US stocks open higher following gains in Europe as Greece appears to be willing to negotiate

EnergyAssociated Press

U.S. stocks opened higher Wednesday on hopes that a deal between Greece and its creditors could be cobbled together to prevent a Greek exit from the euro. Stocks in Europe rose sharply. In deal news, Chubb Corp. surged after agreeing to be acquired by rival insurance company Ace Ltd.

KEEPING SCORE: The Standard & Poor's 500 index rose 17 points, or 0.9 percent, to 2,080, as of 10:08 a.m. Eastern. The Dow Jones industrial average climbed 169 points, or 1 percent, to 17,786. The Nasdaq composite gained 44 points, or 0.9 percent, 5,031.

Continue Reading Below

GREEK DEBT CRISIS: Hopes that Greece could reach a deal with its creditors were raised after Greek Prime Minister Alexis Tsipras wrote a letter to the nation's creditors and appeared to make concessions. Finance ministers from the 19-country eurozone are due to hold a teleconference over the new proposals. Stocks rose despite Greece's failure Tuesday to make a 1.6 billion-euro ($1.8 billion) debt payment due to the International Monetary Fund.

EUROPEAN STOCKS: The CAC-40 in France rose 2.6 percent. Germany's DAX climbed 2.8 percent and the U.K.'s FTSE 100 index of leading European shares was 1.6 percent higher.

DEAL NEWS: Chubb jumped $31, or 32 percent, to $126.19 after rival insurer Ace said it was buying the company in a cash-and-stock deal valued at about $28.3 billion that will boost its international presence. The combined company plans to use the Chubb name and will have its main offices in Zurich, Switzerland, where Ace is based. The news pushed up the prices of other insurance companies.

NOT JUST GREECE: While much of the focus in financial markets is on Greece, there's a raft of U.S. economic data to come this week, notably on Thursday when the monthly nonfarm payrolls report is published.
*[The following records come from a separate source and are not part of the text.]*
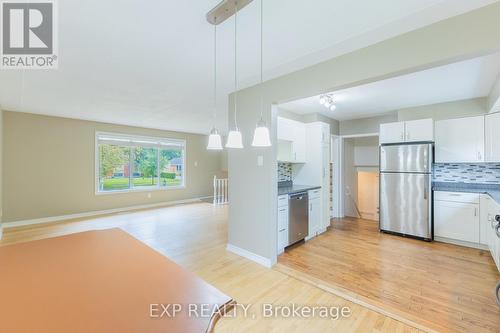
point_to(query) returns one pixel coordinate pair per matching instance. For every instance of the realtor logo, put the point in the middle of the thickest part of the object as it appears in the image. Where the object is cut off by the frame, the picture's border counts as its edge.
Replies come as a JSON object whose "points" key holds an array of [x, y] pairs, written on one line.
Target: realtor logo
{"points": [[28, 34]]}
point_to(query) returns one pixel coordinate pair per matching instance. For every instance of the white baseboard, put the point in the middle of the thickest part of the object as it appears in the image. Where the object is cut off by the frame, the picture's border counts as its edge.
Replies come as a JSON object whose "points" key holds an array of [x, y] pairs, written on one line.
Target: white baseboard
{"points": [[250, 256], [51, 219], [461, 243]]}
The data can often set the market tone for a week or two, especially at a time when the U.S. Federal Reserve is mulling when to start raising interest rates.

U.S. businesses added jobs at a robust pace in June, a private survey showed on Wednesday. Payroll processor ADP said Wednesday that businesses added 237,000 jobs last month, up from 203,000 in May. That is the most since December, according to the ADP's tally.

ENERGY: Benchmark U.S. crude fell $1.25 to $58.21 per barrel on the New York Mercantile Exchange. Brent crude, used to price international oils, fell 89 cents to $62.71 a barrel in London.

CURRENCIES AND BONDS: The euro fell 0.2 percent to $1.1067 while the dollar rose 0.6 percent to 123.10 yen. Bond prices fell, pushing the yield on the benchmark 10-year Treasury note up to 2.43 percent from 2.35 percent on Tuesday.